Ruby variables

September 24, 2009 at 9:17 pm Leave a comment

Something that you might have to watch out for when working with Ruby is how it works with variables. Ruby variables are only references (pointers) to objects. Therefore, you might experience a subtle behavior that you probably don’t expect. Try this out in your irb:

irb(main):001:0> a = "some text"
=> "some text"
irb(main):002:0> b = a
=> "some text"
irb(main):003:0> a.object_id
=> 23109650
irb(main):004:0> b.object_id
=> 23109650
irb(main):005:0> a.gsub!(/ text/, "thing different")
=> "something different"
irb(main):006:0> b
=> "something different"
irb(main):007:0>

First, we assign a String object “some text”. We could have written it fully as a = String.new(“some text”).

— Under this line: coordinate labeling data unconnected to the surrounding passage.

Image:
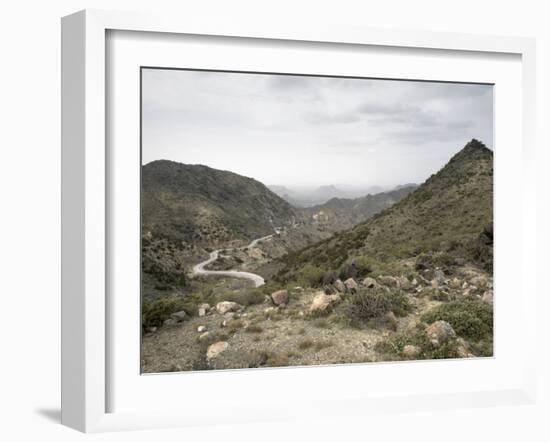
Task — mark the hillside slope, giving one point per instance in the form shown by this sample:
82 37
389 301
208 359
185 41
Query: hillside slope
447 213
343 213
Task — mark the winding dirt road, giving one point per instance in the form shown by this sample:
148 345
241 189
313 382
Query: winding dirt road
258 281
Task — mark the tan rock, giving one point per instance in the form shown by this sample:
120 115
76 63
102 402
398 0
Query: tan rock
351 285
440 332
227 306
411 351
323 302
216 349
280 297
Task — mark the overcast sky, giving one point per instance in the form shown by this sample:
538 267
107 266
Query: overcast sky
311 131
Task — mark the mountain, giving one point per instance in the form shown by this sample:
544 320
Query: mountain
343 213
447 213
305 197
201 205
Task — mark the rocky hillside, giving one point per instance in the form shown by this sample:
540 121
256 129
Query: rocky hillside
450 212
343 213
198 204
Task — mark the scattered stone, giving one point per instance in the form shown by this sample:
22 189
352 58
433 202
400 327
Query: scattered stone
351 285
280 297
216 349
370 283
455 283
411 351
488 296
389 281
204 336
439 276
178 316
440 332
227 306
340 286
322 302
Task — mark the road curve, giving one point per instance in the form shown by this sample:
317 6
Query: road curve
256 279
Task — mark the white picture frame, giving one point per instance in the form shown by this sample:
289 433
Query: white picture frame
85 211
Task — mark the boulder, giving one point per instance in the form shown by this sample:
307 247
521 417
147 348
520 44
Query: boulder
280 297
351 285
404 283
370 283
455 283
488 296
178 316
411 351
340 286
440 332
227 306
216 349
388 281
323 302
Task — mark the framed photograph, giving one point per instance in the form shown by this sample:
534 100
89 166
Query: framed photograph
282 220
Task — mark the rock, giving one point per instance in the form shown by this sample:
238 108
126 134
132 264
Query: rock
351 285
388 281
280 297
479 281
488 296
216 349
439 276
440 332
178 316
227 306
455 283
462 349
203 309
204 336
370 283
411 351
340 286
322 302
404 283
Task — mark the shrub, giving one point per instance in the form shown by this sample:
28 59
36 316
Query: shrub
470 318
366 305
154 313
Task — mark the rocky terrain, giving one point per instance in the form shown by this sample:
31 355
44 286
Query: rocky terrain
412 281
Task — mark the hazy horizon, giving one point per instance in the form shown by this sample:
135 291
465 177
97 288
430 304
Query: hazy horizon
306 132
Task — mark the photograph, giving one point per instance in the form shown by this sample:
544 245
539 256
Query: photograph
303 220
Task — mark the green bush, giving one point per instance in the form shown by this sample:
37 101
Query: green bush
366 305
470 318
154 313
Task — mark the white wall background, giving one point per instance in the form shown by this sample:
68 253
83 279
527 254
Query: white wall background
30 220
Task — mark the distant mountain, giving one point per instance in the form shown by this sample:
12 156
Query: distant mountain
449 212
342 213
198 204
308 197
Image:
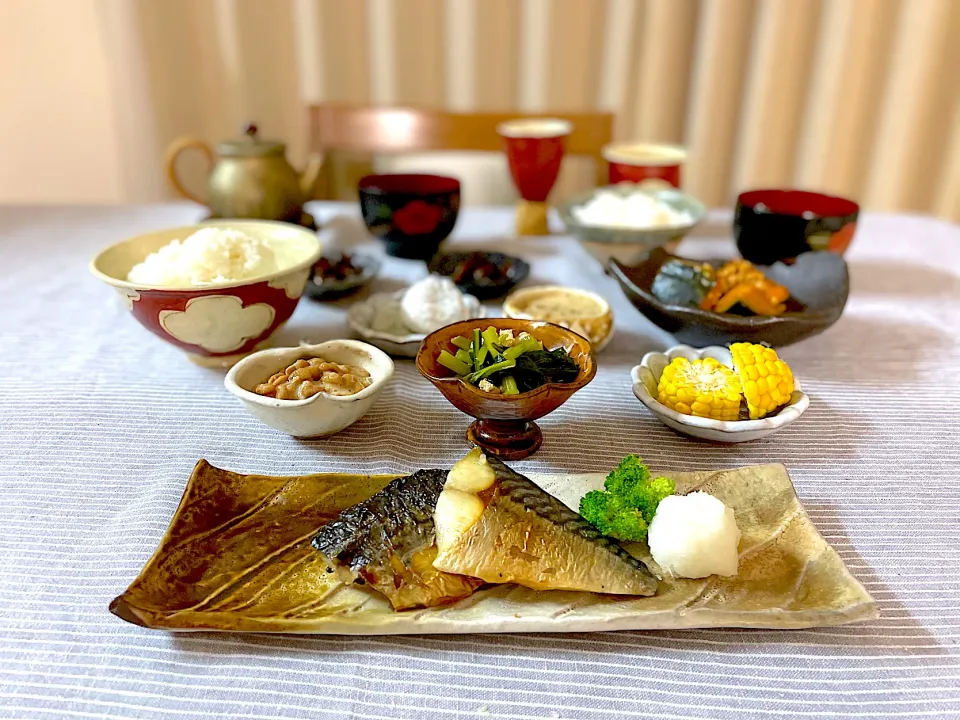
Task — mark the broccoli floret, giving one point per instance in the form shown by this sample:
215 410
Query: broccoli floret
625 508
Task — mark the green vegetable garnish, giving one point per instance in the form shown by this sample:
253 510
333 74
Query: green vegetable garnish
625 508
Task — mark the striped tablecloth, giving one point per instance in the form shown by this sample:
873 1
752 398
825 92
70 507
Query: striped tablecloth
102 423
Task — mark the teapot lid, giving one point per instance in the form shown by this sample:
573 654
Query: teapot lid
250 145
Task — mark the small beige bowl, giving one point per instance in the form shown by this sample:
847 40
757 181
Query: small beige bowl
597 329
322 414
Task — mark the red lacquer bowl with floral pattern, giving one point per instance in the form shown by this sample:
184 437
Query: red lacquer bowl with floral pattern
216 324
411 213
775 225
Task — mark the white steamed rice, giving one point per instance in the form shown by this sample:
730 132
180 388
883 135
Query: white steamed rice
210 255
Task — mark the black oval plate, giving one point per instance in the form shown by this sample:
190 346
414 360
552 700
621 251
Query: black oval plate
817 280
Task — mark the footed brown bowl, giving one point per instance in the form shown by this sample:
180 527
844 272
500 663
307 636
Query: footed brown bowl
504 424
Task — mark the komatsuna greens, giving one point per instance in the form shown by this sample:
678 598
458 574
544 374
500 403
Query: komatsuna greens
499 362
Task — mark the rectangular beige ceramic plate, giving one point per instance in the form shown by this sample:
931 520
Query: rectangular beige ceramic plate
237 557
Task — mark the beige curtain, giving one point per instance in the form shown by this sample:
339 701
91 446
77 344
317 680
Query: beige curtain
856 97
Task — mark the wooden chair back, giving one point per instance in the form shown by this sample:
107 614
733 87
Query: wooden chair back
337 127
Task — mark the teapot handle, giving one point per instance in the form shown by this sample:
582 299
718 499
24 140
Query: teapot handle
170 163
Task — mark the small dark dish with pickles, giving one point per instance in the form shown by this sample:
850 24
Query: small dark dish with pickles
340 274
796 301
485 275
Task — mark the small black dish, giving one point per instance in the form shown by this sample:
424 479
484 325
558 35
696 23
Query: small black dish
481 274
818 281
331 288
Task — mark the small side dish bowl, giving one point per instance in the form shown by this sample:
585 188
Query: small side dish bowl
218 323
331 288
817 281
467 270
624 244
597 327
361 317
411 213
321 414
504 424
646 377
772 225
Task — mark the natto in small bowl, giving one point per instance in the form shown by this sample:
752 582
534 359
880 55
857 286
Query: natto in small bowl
411 213
504 424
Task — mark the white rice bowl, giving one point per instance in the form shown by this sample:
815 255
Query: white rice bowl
209 255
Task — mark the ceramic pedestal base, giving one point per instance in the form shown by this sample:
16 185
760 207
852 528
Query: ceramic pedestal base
506 439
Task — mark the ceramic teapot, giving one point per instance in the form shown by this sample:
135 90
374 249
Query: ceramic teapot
250 178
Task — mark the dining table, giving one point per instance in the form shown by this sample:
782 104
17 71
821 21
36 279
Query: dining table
102 423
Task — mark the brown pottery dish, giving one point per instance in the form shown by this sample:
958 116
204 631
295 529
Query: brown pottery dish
818 283
504 424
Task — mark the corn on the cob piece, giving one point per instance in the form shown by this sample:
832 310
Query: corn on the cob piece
701 387
766 380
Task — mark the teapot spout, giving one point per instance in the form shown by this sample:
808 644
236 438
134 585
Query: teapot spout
310 177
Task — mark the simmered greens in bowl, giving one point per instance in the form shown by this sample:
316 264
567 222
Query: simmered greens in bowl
499 361
504 425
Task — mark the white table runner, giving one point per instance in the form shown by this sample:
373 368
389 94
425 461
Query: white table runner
102 423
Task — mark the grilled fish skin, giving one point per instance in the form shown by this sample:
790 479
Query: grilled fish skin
526 536
387 541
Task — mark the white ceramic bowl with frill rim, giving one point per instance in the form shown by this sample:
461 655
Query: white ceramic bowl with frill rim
321 414
646 377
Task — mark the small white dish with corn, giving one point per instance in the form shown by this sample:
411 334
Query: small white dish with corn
701 393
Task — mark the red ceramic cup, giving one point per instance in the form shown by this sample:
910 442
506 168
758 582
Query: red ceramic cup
534 148
636 162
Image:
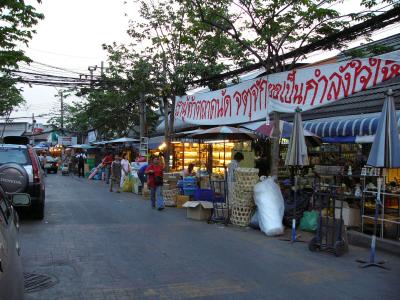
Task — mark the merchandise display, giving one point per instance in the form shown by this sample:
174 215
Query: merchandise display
243 203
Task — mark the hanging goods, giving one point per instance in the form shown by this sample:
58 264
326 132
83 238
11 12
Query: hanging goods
242 201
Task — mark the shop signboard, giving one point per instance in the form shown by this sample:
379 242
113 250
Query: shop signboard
67 140
307 88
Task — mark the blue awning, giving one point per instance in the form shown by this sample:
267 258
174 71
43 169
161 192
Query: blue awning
345 126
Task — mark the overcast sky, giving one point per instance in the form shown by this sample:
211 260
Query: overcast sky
71 36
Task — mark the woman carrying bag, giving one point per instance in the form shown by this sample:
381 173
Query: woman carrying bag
125 169
155 180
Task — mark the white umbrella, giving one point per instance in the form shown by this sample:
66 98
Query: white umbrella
296 157
385 153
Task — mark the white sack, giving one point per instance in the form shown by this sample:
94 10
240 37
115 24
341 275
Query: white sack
269 201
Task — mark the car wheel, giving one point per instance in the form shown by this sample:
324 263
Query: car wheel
38 212
13 178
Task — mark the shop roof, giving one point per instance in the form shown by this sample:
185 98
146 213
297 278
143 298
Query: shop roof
392 41
364 102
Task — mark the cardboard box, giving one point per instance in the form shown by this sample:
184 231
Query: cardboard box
205 182
198 210
351 216
146 192
181 200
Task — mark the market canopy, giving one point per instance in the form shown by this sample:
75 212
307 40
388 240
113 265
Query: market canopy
122 140
266 130
346 126
224 133
306 88
82 146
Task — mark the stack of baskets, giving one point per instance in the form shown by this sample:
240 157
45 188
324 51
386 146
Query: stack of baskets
189 185
170 197
242 201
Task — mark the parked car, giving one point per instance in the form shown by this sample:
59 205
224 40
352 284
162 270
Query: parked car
51 164
20 168
11 276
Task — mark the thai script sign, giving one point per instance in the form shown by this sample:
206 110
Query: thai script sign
307 88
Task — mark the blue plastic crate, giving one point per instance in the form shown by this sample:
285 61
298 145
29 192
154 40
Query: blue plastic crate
203 195
189 191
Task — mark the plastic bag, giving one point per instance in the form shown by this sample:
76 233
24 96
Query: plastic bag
254 221
270 207
128 184
309 221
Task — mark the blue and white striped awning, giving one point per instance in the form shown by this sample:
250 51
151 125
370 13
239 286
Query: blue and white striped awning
345 126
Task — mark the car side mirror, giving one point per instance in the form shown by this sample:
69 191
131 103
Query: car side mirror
20 199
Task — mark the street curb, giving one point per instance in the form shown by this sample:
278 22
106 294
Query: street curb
363 240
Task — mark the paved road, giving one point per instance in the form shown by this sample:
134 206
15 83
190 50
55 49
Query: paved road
102 245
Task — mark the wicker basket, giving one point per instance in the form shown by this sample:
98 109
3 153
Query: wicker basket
241 215
170 197
246 178
242 198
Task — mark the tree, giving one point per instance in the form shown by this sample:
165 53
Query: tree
17 20
179 49
268 30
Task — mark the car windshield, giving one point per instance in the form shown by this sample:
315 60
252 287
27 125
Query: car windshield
13 155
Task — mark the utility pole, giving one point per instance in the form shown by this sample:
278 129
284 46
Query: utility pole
142 112
276 134
91 70
62 111
33 128
102 68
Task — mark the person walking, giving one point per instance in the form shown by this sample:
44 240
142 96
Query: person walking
116 170
107 160
125 168
155 179
42 160
141 174
237 158
81 163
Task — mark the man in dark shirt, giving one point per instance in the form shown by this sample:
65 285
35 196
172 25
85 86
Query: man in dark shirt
141 174
107 160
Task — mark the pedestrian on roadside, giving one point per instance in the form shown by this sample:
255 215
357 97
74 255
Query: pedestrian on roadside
42 160
189 171
126 168
155 180
107 160
81 163
115 170
161 159
141 174
237 158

Second, we say b = a, and for Ruby this means that b will now point to the same object as a, and you can verify it by running object_id on both variables. But now comes the catch – if you modify a, b will be automatically modified. So, by running gsub! on a, we also modify b.

However, if you assign a new value to one of those linked variables, the link breaks down, as now one of the variables points to another object. So, if you type a = “some new text”, b will not change, and actually a and b will now point to 2 different objects.

If you want to create a copy of an object and point a variable to it, instead of b = a, you could have cloned the object: b = a.clone.